デキる男が好きなんだ! (Dekiru Otoko ga Suki Nanda!)
- Genre: Yaoi
- Written by: Hinako Takanaga
- Published by: Kadokawa Shoten
- English publisher: NA: Blu;
- Published: January 29, 2004
- Volumes: 1

= A Capable Man =

Japanese manga

A Capable Man (デキる男が好きなんだ!, Dekiru Otoko ga Suki Nanda!) is a one-shot Japanese manga written and illustrated by Hinako Takanaga.

==Plot==
Shingo has always liked guys who are exceptional. His best friend, Koji, is the smartest, fastest, and hottest guy in school. But what Shingo doesn't know is that Koji has worked tirelessly to become so exceptional—and he's been doing it all to impress Shingo, because he's secretly in love with him.
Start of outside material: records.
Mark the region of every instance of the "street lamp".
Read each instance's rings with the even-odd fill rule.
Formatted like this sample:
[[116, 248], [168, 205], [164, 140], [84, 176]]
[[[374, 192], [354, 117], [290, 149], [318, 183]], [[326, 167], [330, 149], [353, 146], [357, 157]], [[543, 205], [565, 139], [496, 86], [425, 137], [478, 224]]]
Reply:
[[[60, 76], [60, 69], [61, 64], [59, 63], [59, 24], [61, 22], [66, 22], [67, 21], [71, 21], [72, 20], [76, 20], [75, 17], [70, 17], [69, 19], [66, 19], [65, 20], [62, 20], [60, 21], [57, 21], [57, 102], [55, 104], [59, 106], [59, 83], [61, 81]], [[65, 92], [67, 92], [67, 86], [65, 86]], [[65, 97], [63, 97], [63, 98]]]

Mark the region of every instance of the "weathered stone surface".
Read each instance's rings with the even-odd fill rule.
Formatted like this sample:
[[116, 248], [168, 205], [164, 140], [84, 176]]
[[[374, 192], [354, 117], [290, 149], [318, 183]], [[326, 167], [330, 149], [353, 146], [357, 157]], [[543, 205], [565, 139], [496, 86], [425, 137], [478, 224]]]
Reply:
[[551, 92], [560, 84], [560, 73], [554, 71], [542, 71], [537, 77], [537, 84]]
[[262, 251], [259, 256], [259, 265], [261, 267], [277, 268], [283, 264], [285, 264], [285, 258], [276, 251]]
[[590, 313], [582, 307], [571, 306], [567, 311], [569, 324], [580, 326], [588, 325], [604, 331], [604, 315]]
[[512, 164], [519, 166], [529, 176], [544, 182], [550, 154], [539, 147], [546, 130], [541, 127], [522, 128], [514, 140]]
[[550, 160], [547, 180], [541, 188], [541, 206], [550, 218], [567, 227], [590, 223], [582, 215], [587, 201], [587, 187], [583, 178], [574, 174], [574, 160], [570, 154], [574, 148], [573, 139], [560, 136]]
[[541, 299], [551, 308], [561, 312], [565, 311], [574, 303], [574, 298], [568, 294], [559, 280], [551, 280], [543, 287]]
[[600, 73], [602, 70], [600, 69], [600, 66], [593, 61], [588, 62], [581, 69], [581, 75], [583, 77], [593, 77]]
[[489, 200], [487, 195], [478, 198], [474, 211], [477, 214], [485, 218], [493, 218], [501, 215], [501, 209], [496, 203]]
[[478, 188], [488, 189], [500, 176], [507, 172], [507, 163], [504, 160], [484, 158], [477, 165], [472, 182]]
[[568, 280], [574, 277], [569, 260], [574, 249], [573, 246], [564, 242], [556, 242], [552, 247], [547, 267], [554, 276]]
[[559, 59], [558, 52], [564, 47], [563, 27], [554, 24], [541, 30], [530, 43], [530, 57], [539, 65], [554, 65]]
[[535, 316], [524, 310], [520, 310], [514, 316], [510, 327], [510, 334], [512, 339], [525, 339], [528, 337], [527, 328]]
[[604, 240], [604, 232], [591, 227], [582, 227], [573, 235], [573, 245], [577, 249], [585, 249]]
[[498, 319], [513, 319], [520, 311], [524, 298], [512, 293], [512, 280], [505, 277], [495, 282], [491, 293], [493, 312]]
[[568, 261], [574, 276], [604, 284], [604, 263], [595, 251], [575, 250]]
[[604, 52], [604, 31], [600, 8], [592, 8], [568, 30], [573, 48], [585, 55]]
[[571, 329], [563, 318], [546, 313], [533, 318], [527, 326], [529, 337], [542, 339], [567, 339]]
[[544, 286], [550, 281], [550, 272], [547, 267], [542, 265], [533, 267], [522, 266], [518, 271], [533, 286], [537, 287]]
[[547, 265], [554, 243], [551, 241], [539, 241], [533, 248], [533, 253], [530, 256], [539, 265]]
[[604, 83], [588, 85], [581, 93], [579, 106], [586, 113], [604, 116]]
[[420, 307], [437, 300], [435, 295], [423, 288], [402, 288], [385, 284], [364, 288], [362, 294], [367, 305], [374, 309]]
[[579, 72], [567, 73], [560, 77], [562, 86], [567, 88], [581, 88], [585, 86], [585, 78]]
But everything is about to be revealed. When Shingo's equally impressive cousin comes to town, Koji realizes he'll have to confess his feelings or risk losing the one person he's in love with.

==Publication==
Kadokawa Shoten released the manga on January 29, 2004. In North America, the manga was licensed by Tokyopop's BLU imprint under the title A Capable Man, with the English edition released on November 4, 2008. In Germany, the manga was licensed by Tokyopop Germany under the title Traumboyz, which was released in March 2007.

==Reception==
Mania.com's Danielle van Gorder commends the manga for its "nicely distinct" character designs but criticises it for "the reproduction [which] looks slightly muddy, and the screentone replication isn't the greatest". Pop Shock Culture's Isaac Hale commends the manga for its "adorable humor [which] is abundant in every story". Comic Book Bin's Leroy Douresseaux comments on the manga artist's use of "a variety of moods, techniques, and styles to give her stories a variety of temperatures – from hot and sexy to adorable and funny".